A further specification of an S3 class can be made if the
  class is guaranteed to have some attributes of known class (where as
  with slots, “known” means that the attribute is an object of
  a specified class, or a subclass of that class).
In this case, the call to setOldClass() can supply an S4 class
  definition representing the known structure.  Since S4 slots are
  implemented as attributes (largely for just this reason), the known
  attributes can be specified in the representation of the S4 class.
  The usual technique will be to create an S4 class with the desired
  structure, and then supply the class name or definition as the
  argument S4Class= to setOldClass().
See the definition of class "ts" in the examples below and
  the data.frame example in Section 10.2 of the reference.

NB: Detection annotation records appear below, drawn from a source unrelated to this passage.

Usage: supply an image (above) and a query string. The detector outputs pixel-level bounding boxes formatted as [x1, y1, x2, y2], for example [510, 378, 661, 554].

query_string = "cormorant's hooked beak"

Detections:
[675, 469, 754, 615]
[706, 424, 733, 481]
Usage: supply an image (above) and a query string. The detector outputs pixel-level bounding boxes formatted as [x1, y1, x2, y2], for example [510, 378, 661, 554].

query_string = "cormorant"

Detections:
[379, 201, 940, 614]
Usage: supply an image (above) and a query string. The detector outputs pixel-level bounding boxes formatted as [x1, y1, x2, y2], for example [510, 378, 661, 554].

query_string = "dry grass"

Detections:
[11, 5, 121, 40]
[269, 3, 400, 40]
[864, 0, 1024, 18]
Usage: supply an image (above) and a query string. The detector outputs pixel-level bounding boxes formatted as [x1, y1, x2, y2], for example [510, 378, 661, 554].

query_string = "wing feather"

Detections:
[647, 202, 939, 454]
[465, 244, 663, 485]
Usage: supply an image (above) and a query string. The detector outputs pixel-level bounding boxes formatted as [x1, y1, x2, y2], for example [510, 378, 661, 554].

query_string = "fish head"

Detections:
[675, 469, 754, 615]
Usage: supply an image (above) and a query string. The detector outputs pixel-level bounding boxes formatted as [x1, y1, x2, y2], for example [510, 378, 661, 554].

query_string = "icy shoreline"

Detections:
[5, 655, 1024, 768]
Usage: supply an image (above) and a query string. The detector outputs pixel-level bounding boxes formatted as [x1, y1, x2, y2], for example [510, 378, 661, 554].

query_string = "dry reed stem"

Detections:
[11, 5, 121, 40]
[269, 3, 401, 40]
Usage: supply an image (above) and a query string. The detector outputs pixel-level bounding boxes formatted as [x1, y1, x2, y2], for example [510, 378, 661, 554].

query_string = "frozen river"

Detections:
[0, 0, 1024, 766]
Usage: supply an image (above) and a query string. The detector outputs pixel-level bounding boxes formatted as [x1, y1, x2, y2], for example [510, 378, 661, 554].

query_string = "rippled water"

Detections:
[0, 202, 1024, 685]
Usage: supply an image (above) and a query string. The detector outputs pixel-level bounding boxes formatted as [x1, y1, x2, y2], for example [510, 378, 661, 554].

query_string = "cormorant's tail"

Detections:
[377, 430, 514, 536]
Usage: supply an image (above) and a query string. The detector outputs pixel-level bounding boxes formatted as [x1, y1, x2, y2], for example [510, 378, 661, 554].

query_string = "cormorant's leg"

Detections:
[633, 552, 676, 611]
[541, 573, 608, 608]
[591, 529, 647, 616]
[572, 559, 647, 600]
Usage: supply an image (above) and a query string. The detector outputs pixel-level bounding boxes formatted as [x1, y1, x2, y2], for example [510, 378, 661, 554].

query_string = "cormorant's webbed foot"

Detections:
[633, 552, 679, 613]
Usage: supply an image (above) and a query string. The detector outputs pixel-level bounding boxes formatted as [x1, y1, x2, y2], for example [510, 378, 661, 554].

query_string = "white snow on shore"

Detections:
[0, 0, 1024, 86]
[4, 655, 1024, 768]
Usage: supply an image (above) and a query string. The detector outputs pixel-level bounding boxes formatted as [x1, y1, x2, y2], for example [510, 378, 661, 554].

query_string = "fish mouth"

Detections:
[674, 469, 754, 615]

  The call to setClass to create the S4 class can use the same
  class name, as here, so long as the call to setOldClass
  follows in the same package.  For clarity it should be the next
  expression in the same file.
In the example, we define "ts" as a vector structure with a
  numeric slot for "tsp".  The validity of this definition relies
  on an assertion that all the S3 code for this class is consistent with
  that definition; specifically, that all "ts" objects will
  behave as vector structures and will have a numeric "tsp"
  attribute. We believe this to be true of all the base code in R, but
  as always with S3 classes, no guarantee is possible.
The S4 class definition can  have virtual superclasses (as in
  the "ts" case) if the S3 class is asserted to behave
  consistently with these (in the example, time-series objects are
  asserted to be consistent with the '>structure class).
Failures of the S3 class to live up to its asserted
  behavior will usually go uncorrected, since S3 classes inherently
  have no definition, and the resulting invalid S4 objects can cause
  all sorts of grief.  Many S3 classes are not candidates for known
  slots, either because the presence or class of the attributes are
  not guaranteed  (e.g., dimnames in arrays, although these are
  not even S3 classes), or because the class uses named components of
  a list rather than attributes (e.g., "lm").  An attribute
  that is sometimes missing cannot be represented as a slot, not even
  by pretending that it is present with class "NULL", because
  attributes, unlike slots, can not have value NULL.
One irregularity that is usually tolerated, however, is to optionally
  add other attributes to those guaranteed to exist (for example,
  "terms" in "data.frame" objects returned by
  model.frame).  Validity checks by
  validObject ignore extra attributes; even if this check
  is tightened in the future, classes extending S3 classes would likely
  be exempted because extra attributes are so common.